Akses Kuliah Terus Diperluas, Pemerintah Targetkan APK Perguruan Tinggi Tembus 38 Persen
Akses Kuliah di Indonesia Terus Naik, Target Pemerintah Capai 38 Persen
Pemerintah terus memperluas akses pendidikan tinggi sebagai bagian dari upaya meningkatkan kualitas sumber daya manusia Indonesia. Langkah ini dinilai penting untuk memperkuat daya saing nasional sekaligus mempersiapkan generasi muda menghadapi tantangan pembangunan di masa depan.
Salah satu indikator yang menunjukkan peningkatan akses tersebut adalah Angka Partisipasi Kasar (APK) Perguruan Tinggi. Data Kementerian Pendidikan Tinggi, Sains, dan Teknologi (Kemdiktisaintek) menunjukkan bahwa APK pendidikan tinggi mengalami tren peningkatan dalam beberapa tahun terakhir.
Pada tahun 2019, APK perguruan tinggi tercatat sebesar 30,28 persen. Angka tersebut kemudian meningkat menjadi sekitar 32 persen pada tahun 2024. Pemerintah menargetkan APK perguruan tinggi dapat mencapai 38,04 persen pada tahun 2029.
Peningkatan angka partisipasi tersebut mencerminkan upaya pemerintah untuk membuka kesempatan yang lebih luas bagi masyarakat dalam mengakses pendidikan tinggi. Berbagai kebijakan dan program terus didorong agar semakin banyak lulusan pendidikan menengah dapat melanjutkan studi ke jenjang perguruan tinggi.
Menteri Pendidikan Tinggi, Sains, dan Teknologi, Brian Yuliarto, menegaskan bahwa penguatan sektor pendidikan tinggi menjadi bagian penting dalam strategi pembangunan nasional.

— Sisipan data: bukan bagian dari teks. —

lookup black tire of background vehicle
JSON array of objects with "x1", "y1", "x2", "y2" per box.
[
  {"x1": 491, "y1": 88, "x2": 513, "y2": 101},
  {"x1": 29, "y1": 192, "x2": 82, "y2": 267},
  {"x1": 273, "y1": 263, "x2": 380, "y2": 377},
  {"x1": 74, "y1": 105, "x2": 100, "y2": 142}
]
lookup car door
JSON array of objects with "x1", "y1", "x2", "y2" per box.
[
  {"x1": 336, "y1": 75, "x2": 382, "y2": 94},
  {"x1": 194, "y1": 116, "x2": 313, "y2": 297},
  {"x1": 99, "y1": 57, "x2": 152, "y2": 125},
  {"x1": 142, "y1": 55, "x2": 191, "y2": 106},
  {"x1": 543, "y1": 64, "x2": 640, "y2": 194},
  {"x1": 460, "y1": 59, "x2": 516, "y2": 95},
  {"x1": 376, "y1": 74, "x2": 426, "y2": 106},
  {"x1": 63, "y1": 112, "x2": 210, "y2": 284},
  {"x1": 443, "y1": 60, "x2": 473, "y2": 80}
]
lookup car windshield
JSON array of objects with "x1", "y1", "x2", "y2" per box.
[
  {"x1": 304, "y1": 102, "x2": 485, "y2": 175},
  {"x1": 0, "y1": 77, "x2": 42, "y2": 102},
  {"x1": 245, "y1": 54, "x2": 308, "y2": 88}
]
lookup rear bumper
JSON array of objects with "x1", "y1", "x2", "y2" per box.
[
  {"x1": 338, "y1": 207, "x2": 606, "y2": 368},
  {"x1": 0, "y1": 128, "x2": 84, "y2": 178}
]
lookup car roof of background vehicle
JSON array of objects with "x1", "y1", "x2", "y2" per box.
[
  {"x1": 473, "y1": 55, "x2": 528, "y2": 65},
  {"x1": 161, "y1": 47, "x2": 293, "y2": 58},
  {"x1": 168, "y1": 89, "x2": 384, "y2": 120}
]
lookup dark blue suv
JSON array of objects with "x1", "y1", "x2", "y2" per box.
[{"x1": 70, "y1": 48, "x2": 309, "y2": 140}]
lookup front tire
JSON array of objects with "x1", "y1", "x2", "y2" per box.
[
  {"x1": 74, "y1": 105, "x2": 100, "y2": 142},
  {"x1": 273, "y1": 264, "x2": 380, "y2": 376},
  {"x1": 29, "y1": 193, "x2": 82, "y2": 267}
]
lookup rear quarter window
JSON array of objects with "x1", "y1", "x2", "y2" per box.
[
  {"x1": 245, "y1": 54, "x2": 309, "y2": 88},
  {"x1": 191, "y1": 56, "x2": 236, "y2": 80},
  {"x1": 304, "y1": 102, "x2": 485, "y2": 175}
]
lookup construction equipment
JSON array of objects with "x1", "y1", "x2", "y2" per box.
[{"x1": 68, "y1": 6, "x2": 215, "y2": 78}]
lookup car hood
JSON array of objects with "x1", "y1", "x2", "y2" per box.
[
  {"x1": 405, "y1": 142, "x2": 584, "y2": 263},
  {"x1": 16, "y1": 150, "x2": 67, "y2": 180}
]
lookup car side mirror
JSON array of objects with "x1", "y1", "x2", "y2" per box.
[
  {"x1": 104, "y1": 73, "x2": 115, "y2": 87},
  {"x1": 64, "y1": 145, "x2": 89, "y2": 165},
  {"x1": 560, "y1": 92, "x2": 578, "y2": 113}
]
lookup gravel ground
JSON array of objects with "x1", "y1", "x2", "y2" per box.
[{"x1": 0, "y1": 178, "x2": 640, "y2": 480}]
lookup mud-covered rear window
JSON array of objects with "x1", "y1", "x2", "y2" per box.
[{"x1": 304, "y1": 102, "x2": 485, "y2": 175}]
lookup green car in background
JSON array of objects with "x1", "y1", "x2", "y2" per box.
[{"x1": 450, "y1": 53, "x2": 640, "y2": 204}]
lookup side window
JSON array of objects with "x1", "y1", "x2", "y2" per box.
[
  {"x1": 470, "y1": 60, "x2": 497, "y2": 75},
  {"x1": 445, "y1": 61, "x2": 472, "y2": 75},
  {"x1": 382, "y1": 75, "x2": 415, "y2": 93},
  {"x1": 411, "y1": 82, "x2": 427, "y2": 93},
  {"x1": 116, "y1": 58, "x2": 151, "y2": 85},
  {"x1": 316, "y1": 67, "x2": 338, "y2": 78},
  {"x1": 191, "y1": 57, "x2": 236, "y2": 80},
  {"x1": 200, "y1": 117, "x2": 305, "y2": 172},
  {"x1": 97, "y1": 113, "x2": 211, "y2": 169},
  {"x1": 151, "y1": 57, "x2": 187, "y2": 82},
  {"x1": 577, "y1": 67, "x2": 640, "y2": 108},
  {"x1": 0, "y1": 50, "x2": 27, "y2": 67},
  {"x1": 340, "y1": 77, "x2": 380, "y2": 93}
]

Menurutnya, pendidikan tinggi tidak hanya berperan dalam menghasilkan lulusan berkualitas, tetapi juga dalam mendorong riset dan inovasi yang berkontribusi pada pembangunan bangsa.
Baca juga: Kualitas Pendidikan Tinggi Diperkuat, Pemerintah Targetkan 97 Ribu Dosen Doktor Pada 2029
“Periode ini merupakan fase krusial dalam memperkuat fondasi menuju Indonesia Emas 2045, dengan pendidikan tinggi, riset, dan inovasi sebagai pilar utama peningkatan daya saing bangsa,” ujar Brian.

Ia menambahkan bahwa peningkatan APK perguruan tinggi diharapkan mampu memperluas kesempatan belajar bagi generasi muda Indonesia. Dengan semakin banyak masyarakat yang mengakses pendidikan tinggi, diharapkan kualitas sumber daya manusia nasional juga dapat meningkat secara signifikan.
Melalui berbagai upaya tersebut, pemerintah berharap pendidikan tinggi dapat menjadi salah satu motor penggerak pembangunan nasional, sekaligus memperkuat posisi Indonesia dalam menghadapi persaingan global di masa mendatang.